I convegni. Mercoledì 11 ottobre 2023, ore 9.30, Cinema Teatro di Mirano. “L’uso della risorsa irrigua tra esigenze di sostenibilità e mitigazione dei cambiamenti climatici”, realizzato in collaborazione con Coldiretti Venezia, Confagricoltura Venezia e Cia Venezia. Valevole per il conseguimento di crediti formativi per gli iscritti a Ordine dei Dottori Agronomi e Forestali e Ordine dei Giornalisti. Giovedì 12 ottobre 2023, ore 9.30, Moderato dal presidente Argav Fabrizio Stelluto, Cinema Teatro di Mirano, “Dal cambiamento climatico al cambiamento della pianificazione”, realizzato in collaborazione con Ordine degli Ingegneri e Ordine degli Architetti, Pianificato, Paesaggisti e Conservatori. Valevole per il conseguimento dei crediti formativi degli Ordini coinvolti oltre che dell’Ordine dei Giornalisti (iscrizioni in piattaforma). Giovedì 12 ottobre 2023, ore 21.00, sala Conferenze di Corte Errera, via Bastia Fuori, 58 Mirano, “Il borgo e l’acqua. il nodo idraulico di mirano: ieri, oggi e domani”, intervengono: Mauro Varotto, docente di Geografia, Università degli Studi di Padova; Carlo Casoni, responsabile ambiente, Consorzio di Bonifica Acque Risorgive.

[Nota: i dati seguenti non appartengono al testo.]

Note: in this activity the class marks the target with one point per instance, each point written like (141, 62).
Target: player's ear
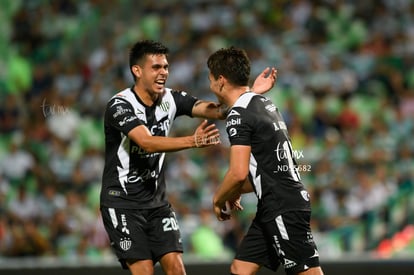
(136, 70)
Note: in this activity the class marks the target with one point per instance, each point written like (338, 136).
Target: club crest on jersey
(125, 244)
(118, 101)
(233, 113)
(165, 106)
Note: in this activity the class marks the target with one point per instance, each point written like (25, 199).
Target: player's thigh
(240, 267)
(127, 229)
(172, 263)
(293, 240)
(140, 267)
(256, 248)
(164, 235)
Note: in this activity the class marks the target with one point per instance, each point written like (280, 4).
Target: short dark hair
(143, 48)
(232, 63)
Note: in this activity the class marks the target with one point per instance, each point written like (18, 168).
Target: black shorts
(142, 234)
(287, 240)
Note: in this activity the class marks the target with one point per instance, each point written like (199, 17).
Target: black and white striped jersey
(132, 177)
(255, 121)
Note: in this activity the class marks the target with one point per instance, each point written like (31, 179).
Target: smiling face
(151, 74)
(215, 86)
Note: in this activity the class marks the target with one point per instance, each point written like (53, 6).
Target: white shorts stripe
(113, 217)
(282, 228)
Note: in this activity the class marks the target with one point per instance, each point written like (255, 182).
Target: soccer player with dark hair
(140, 222)
(261, 161)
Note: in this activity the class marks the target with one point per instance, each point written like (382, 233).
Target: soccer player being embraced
(280, 233)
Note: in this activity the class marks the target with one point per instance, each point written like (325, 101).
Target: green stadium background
(345, 87)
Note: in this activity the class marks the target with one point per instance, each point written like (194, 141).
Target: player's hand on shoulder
(206, 135)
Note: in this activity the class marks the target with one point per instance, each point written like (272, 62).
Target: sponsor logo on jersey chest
(125, 244)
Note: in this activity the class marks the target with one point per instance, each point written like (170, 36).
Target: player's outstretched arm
(205, 135)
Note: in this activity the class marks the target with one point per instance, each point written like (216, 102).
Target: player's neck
(146, 97)
(235, 93)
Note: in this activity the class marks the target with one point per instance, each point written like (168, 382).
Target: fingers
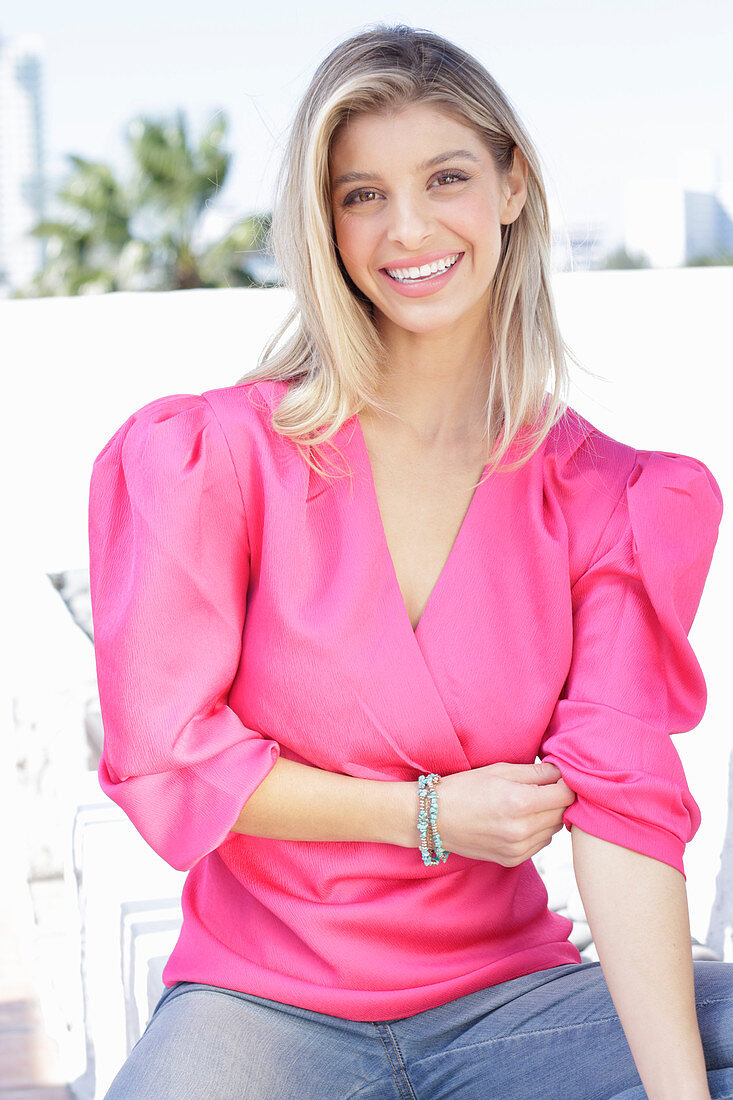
(537, 773)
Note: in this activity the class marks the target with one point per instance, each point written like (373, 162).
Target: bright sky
(611, 90)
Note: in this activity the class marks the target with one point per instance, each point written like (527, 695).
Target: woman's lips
(420, 287)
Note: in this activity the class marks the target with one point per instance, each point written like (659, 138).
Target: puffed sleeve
(168, 557)
(634, 679)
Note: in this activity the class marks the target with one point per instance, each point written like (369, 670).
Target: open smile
(429, 277)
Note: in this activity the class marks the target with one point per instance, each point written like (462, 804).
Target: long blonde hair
(328, 348)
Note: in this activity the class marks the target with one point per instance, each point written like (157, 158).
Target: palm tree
(145, 234)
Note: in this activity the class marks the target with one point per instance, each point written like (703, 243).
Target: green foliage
(715, 260)
(143, 234)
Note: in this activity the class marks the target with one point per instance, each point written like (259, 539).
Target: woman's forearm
(636, 909)
(297, 802)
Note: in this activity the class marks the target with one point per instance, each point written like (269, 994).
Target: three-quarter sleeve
(168, 558)
(634, 679)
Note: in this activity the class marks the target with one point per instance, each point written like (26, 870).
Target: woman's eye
(359, 198)
(450, 176)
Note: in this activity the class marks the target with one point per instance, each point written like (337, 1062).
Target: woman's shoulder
(649, 496)
(178, 418)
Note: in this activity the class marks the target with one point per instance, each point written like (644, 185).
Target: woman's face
(417, 212)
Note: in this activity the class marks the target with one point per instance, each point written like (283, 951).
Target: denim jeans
(549, 1035)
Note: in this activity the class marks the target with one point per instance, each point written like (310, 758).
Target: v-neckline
(385, 546)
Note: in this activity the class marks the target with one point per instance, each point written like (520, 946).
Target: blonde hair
(328, 347)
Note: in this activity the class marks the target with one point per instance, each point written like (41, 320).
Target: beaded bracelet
(430, 845)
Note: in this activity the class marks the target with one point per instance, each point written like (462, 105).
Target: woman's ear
(514, 188)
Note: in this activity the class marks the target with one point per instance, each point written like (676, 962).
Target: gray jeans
(549, 1035)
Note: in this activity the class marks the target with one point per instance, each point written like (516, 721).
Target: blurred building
(579, 246)
(21, 160)
(673, 224)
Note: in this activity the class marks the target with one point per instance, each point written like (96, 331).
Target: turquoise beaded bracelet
(430, 845)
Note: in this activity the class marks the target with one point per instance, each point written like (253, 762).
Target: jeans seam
(400, 1074)
(524, 1034)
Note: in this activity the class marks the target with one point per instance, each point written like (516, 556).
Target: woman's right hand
(503, 812)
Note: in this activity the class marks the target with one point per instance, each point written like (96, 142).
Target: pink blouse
(245, 606)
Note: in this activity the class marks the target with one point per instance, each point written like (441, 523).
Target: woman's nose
(409, 222)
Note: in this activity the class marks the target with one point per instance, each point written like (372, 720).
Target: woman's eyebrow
(359, 177)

Opera di sensibilizzazione. “Il tema della gestione dell’acqua acquisisce un valore sempre più centrale in epoca di mutamenti climatici – afferma Francesco Cazzaro, presidente di Anbi Veneto e Acque Risorgive -. Accogliamo con piacere la richiesta di collaborazione del Comune di Mirano per il Festival dell’Acqua perché tra i nostri compiti vi è anche quello di sensibilizzare la cittadinanza sulle tematiche che ogni giorno ci vedono impegnati: la gestione della risorsa irrigua, la prevenzione del rischio idraulico e la tutela del territorio e dell’ambiente.”

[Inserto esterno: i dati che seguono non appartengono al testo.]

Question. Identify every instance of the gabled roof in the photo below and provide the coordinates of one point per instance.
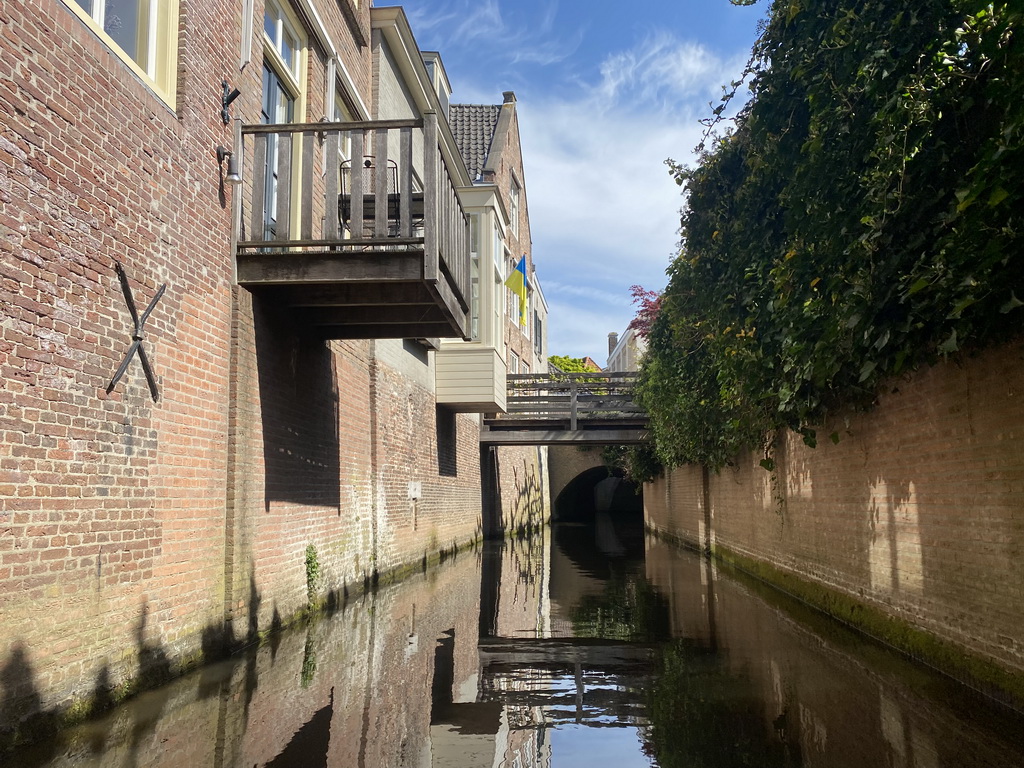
(473, 126)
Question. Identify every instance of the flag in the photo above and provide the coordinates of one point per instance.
(517, 284)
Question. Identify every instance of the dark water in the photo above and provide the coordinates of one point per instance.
(587, 646)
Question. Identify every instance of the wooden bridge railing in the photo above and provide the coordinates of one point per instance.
(573, 396)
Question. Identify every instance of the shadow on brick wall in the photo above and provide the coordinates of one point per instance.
(299, 408)
(25, 721)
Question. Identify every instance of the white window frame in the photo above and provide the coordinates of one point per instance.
(514, 192)
(159, 71)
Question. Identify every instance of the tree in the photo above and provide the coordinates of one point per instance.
(648, 302)
(571, 365)
(863, 217)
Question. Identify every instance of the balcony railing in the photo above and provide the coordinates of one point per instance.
(358, 204)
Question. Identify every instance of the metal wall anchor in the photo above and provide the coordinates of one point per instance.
(137, 336)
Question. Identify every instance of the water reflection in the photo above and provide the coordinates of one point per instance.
(585, 646)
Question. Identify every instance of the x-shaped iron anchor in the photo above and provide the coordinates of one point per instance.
(136, 345)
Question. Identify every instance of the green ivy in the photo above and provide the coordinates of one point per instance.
(862, 218)
(312, 573)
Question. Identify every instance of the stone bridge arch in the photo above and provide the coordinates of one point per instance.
(573, 474)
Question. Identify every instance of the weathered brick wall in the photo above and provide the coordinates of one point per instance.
(357, 685)
(523, 487)
(132, 532)
(423, 450)
(566, 462)
(111, 505)
(830, 705)
(915, 511)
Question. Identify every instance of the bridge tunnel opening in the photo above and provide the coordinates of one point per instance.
(598, 518)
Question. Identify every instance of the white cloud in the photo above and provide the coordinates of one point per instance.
(604, 211)
(596, 132)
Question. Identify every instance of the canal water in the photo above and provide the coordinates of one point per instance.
(585, 646)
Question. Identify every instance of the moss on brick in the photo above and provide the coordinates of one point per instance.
(953, 660)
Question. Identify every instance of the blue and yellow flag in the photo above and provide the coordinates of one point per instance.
(517, 284)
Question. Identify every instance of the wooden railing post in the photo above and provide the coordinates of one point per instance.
(431, 151)
(573, 404)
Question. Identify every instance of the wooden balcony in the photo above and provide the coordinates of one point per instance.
(314, 238)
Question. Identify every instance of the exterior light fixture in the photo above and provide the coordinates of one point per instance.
(232, 178)
(226, 97)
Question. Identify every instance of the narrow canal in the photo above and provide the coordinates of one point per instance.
(586, 646)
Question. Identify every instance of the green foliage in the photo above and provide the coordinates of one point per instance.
(863, 218)
(570, 365)
(312, 573)
(639, 463)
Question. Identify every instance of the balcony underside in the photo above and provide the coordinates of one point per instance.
(368, 294)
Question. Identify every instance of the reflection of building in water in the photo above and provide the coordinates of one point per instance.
(529, 681)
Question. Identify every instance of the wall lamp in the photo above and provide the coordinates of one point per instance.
(232, 176)
(227, 95)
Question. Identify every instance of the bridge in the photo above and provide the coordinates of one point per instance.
(591, 409)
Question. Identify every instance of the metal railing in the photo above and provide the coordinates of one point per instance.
(573, 397)
(301, 194)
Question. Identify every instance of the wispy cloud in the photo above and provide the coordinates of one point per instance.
(596, 132)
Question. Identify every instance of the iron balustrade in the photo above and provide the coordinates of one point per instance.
(573, 397)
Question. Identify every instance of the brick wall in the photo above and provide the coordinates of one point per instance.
(915, 511)
(523, 487)
(136, 534)
(111, 505)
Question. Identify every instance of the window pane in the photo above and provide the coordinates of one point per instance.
(270, 23)
(127, 24)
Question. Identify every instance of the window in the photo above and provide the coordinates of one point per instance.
(143, 33)
(514, 207)
(283, 46)
(511, 297)
(282, 36)
(474, 275)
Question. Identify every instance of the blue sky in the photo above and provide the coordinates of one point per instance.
(606, 91)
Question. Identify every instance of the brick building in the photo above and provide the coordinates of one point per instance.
(286, 201)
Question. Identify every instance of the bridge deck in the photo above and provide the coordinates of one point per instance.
(584, 409)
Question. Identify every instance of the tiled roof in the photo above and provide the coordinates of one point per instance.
(473, 126)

Mirano città d’acqua. «Siamo orgogliosi di presentare la prima edizione del Festival dell’Acqua di Mirano, un evento che vuole promuovere il territorio, il suo paesaggio, la sua storia, le sue bellezze e, nello stesso tempo, proporre una riflessione sull’acqua quale bene e diritto primari ed essenziali. Il Festival celebra ed esalta l’acqua come valore pubblico e umano, rappresentandola come cultura, scienza, sostenibilità, paesaggio e solidarietà, come icona di chi siamo e di dove vogliamo andare», dichiara il sindaco di Mirano Tiziano Baggio che continua: “D’altra parte, Mirano è città d’acqua, città di fiumi, canali, laghetti, salti d’acqua, fossi: un’affascinante realtà economica e paesaggistica, un sistema idrico naturale eccezionale, una capillare regimentazione irrigua nata dalla laboriosità dell’uomo fin dai tempi antichi. Un sistema che ha determinato la storia di Mirano, una città agricola che l’acqua ha collegato a Venezia e a Padova e attraverso di esse al mondo conosciuto, segnandone lo sviluppo e la qualità di vita che è stata conservata fino ai nostri giorni”.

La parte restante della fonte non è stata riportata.